Euro zone inflation accelerates in April on energy, services
Euro zone inflation surged beyond expectations last month, mild relief for the European Central Bank, even if much of the jump was likely related to seasonal effects due to the timing of Easter.
Inflation in the 19 countries sharing the euro accelerated to 1.7% in April from 1.4% a month ago, beating expectations for 1.6%, Eurostat data showed today.
More crucially, underlying prices excluding food and energy, a figure closely watched by the ECB, picked up to 1.3% from 1%.
This saw it erase a worrisome dip a month earlier and hit its highest rate since October on a jump in services costs.

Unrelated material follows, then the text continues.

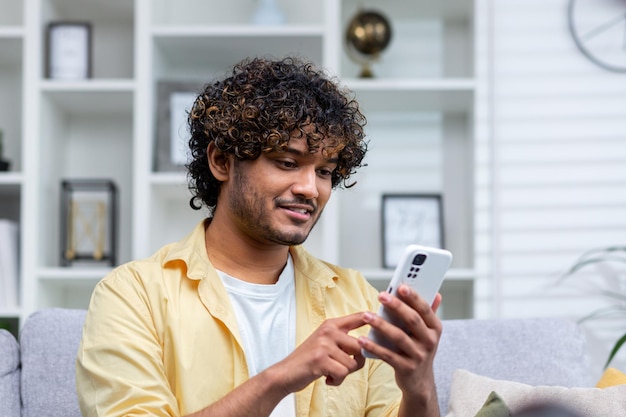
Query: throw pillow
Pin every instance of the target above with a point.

The ECB targets inflation just below 2% but has undershot this for the past six years despite deploying an arsenal of conventional and unconventional tools to boost growth and prices.
But any relief from solid April figures is likely to be short lived as the ECB expects inflation to slowly sink this year and not hit its target over the next three years.
Indeed, the ECB has already announced plans to provide even more stimulus through a new round of ultra cheap loans to banks to help the economy, backtracking on earlier plans to normalise policy after years of extraordinary help.
It now expects interest rates to stay steady through the year but risks are skewed towards an even later lift-off as markets price no hike for the better part of the next two years.
The problem is that growth is faltering, mostly as Germany, the bloc’s powerhouse, struggles through an unexpected dip caused by weak export demand for its manufactured goods.
German growth could fall to just 0.5% this year, the Bundesbank said today, less than half of the euro zone’s rate, and there was no sign yet of a recovery taking hold.
Still, policymakers agree that weakness is merely a dip, not the start of a recession, and a recovery is likely coming in the second half of the year.
Supporting their argument, employment continues to rise and services remain robust, suggesting that weak external demand, partly caused by global trade tensions, were the chief culprit of the slowdown.
Separately, Eurostat said euro zone prices at factory gates eased 0.1% month-on-month in March for a 2.9% year-on-year rise, falling short of market expectations of a 0% monthly reading and a 3% annual gain.
Changes in producer prices are an early indication of trends in consumer prices, as they tend to be passed on by retailers and intermediaries to consumes.